I’ve now used ChatGPT, Gemini, Mistral and Claude. I’ve created a small website (but with tight requirements), I’ve created marketing content and highly personalized sales outreach content, I’ve automated tasks.
Throughout the tools I’ve used that offer to directly “let AI work for you”, I’ve always been extremely cautious. The main flaw I see in there is that, especially when you want to start automating a given task, you set a prompt, and forget about it. It’s like creating a GPT, Gem, and equivalents, letting it give you the result and not do any review.
Well, that’s possible over-estimating yourself. Did you ask the right question? Have you never had that situation, in a conversation with another person, when you said “sorry, I wasn’t clear”?
Not even talking about hallucinations, your question should be super sharp if you want to trust the answer of an LLM. Yes, there are great methods to minimize risk when writing a prompt, such as CODE (Context, Objective, Details, Examples). But:
- iterating over the result can fix what went wrong, and that happens quite often
- iterating over the result can get you much further than you imagined
- in any case, your expertise, drawn from all the work you’ve done, all the conversations you’ve had, will let you ask questions that others wouldn’t have been able to formulate.

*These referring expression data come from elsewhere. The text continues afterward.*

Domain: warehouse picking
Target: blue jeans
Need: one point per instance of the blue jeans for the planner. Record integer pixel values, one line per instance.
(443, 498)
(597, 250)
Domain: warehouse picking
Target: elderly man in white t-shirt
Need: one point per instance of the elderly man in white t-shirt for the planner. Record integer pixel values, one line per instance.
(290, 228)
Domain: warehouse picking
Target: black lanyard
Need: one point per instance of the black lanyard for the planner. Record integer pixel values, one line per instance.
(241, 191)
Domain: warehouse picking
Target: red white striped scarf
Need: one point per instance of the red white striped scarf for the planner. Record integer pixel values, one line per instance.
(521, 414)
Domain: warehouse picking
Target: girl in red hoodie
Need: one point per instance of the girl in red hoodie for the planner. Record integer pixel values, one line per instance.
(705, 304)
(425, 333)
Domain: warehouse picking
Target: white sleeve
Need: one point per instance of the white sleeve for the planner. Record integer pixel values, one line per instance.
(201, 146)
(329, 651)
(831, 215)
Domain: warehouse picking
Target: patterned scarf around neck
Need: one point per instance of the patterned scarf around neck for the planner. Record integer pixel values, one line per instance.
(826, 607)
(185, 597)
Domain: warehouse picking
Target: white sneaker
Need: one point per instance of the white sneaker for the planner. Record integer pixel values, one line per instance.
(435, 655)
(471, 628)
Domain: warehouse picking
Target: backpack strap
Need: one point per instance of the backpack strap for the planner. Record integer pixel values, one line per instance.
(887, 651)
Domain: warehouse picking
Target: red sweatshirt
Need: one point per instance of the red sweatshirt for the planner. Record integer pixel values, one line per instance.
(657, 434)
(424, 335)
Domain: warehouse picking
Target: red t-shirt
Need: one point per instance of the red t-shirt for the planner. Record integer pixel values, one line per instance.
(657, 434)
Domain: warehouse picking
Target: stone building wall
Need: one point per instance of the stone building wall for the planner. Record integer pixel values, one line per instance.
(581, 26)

AI can complement you, but you should give it the right start.
Let’s wait, so we can take a step back
AI/LLMs and all the related hashtags: everything is moving extremely fast right now, changing overnight. Everybody is trying to make sense of it. Many are either in a Fear Of Missing Out, or trying to find that one opportunity that will make them a millionaire.
Fun anecdote: things move so fast that both Claude and ChatGPT had no idea what OpenClaw was in conversations I had with them in the past two days. I had to force them to check. While I saw this morning an article claiming its adoption was exploding.
“Once the excitement of experimenting fades, workers can find that their workload has quietly grown and feel stretched from juggling everything that’s suddenly on their plate.” (HBR). And all the downsides that come with it.
AI won’t kill SaaS. It gives SaaS creators superpowers. It gives you superpowers. Please, just make sure it doesn’t make you an Enshittificator.
Featured image by Tahlia Doyle.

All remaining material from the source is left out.